Kado Pahit di HUT Ke 20 2019, Rohul Predikat Penduduk Termiskin di Riau

Yahya Siregar
Kado Pahit di HUT Ke 20 2019, Rohul Predikat Penduduk Termiskin di Riau

Pasir Pengaraian (katakabar) - Tak di sangka, dibalik kemeriahan hari jadi Kabupaten Rokan Hulu yang ke 20 Tahun 2019. Rupanya Negeri Seribu Suluk mendapat kado terpahit, sebagai predikat penduduk termiskin di Provinsi Riau.

Wajar, kalau politisi Partai NasDem, Teddy Mirza Dal cukup kritis hingga menuding Bupati Kabupaten Rokan Hulu, Sukiman kurang "arib dan bijaksana" menyikapi perekonomian daerah yang carut marut.

Kondisi itu diperparah dengan defisitnya APBD Rohul Tahun anggaran 2019 sebesar Seratus Miliar Rupiah sehingga berimbas kepada staknasnya ragam program yang sudah direncanakan terutama perekenomian masyarakat.

Berdasarkan catatan dan data Badan Statistik (BPS) Rohul Tahun 2018 lalu, penduduk miskin terbanyak di Provinsi Riau adanya di Kabupaten Rokan Hulu. 

Tak ayal, ini menjadi cambuk keras bagi pemerintah sekaligus rakyat yang berada di Negeri Seribu Suluk.

Tapi, Kabupaten sebagai predikat penduduk miskin terbanyak tak enak di dengar telinga  saat merayakan dan memeriahkan hari jadi ke 20 cukup mewah Tahun ini. 

Kepala Badan Statistik (BPS) Rohul, Hari Prasetyo SST MSi kepada katakabar.cok di ujung telepon genggamnya mengatakan, BPS selalu melaksanakan survei tingkat kemiskinan yang ada di Riau tiap Tahun. Tujuannya, untuk memonitoring sejauh mana kesejahteraan masyarakat Riau, terkhusus di Rohul.
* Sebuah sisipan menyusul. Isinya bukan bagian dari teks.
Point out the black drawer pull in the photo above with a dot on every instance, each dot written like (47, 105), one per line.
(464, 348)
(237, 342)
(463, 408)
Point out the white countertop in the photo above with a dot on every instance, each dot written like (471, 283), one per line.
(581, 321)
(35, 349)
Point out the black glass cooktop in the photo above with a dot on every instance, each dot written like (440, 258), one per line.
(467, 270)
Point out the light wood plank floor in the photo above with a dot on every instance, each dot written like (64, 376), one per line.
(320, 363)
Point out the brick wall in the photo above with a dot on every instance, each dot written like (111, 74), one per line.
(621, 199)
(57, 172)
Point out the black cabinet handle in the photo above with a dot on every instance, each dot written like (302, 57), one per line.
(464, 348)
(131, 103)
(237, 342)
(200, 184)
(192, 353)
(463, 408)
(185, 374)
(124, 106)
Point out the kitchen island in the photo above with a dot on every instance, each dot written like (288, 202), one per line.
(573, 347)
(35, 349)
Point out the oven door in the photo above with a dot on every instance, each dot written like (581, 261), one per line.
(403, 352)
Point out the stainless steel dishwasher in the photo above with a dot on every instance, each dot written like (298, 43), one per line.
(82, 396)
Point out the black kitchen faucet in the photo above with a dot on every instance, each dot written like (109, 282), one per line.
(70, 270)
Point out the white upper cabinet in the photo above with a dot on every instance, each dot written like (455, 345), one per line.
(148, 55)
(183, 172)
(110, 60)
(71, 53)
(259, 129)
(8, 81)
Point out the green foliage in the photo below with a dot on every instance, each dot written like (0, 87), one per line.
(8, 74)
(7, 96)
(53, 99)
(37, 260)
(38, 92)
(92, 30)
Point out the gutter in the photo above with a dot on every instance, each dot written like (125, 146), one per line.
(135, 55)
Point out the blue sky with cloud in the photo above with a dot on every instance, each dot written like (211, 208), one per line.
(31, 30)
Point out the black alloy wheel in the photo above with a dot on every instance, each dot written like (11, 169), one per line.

“Dari presentase pasca survei, Kabupaten Meranti salah satu sebagai Kabupaten termiskin. Tapi, jika bandingkan dengan jumlah masyarakat. Kategori masyarakat misikin terbanyak  dan jatuh di Kabupaten Rokan Hulu", katanya kemarin sore. 

Kata Hari, sejak Tahun 2010 silam hingga Tahun 2018. Tingkat kemiskinan tidak mengalami penurunan atau kenaikan yang signifikan. Artinya, hingga saat ini belum ada program pemerintah yang mampu menurunkan penduduk miskin di Kabupaten yang berjuluk Negeri Seribu Suluk.

“Kurun wakru Delapan Tahun belakangan, angka kemiskinan tidak mengalami penurunan. Berdasarkan catatan, penduduk miskin di Kabupaten Rokan Hulu tercatat sebanyak 72.280 jiwa", tegas Hari.

Ini pil pahit, tidak sesuai dengan isi pidato Bupati Sukiman di Upacara Hut Rohul ke 20 pada Sabtu (12/10) lalu. Isinya, angka kemiskinan menurun di Kabupaten Rokan Hulu. 

Kalau di singkronkan dengan data sesungguhnya, bertolak belakang dengan kenyataan bahwa, Rokan Hulu berada di posisi pertama sebagai penduduk miskin terbanyak se Riau.

Berdasarkan kondisi itu, pihaknya berharap pemerintah terkait mampu membuat gagasan dan program dalam rangka mengurangi angka kemiskinan masyarakat Rokan Hulu.

Ketua DPD Partai NasDem Rohul, Teddy Mirza Dal, sangat menyayangkan keputusan pemerintah daerah terkesan menghambur hamburkan duit untuk membiayai acara seremoni di Lapangan Pematang Baih Dua hari lalu.

"Anggaran untuk membiayai acara HUT infonya sangat besar dan bisa jadi cuma buat mendatangkan artis Jakarta dan daerah. Pemda Rohul mesti merogoh kocek dari APBD sebesar Lima Ratus Juta Rupiah. Duit itu sangat besar, bila digunakan untuk membiayai program perekonomian masyarakat terbantu di tengah kondisi ekonomi yang carut marut.

Andai, duit sebesar itu digunakan untuk membiayai pembangunan ruang belajar sekolah barangkali anak anak sudah belajara di ruangan bagus. Begitu pula, andai duit digunakan untuk membangun Jalan di pemukiman penduduk. Masyatakat daoat menikmati jalan yang mulus.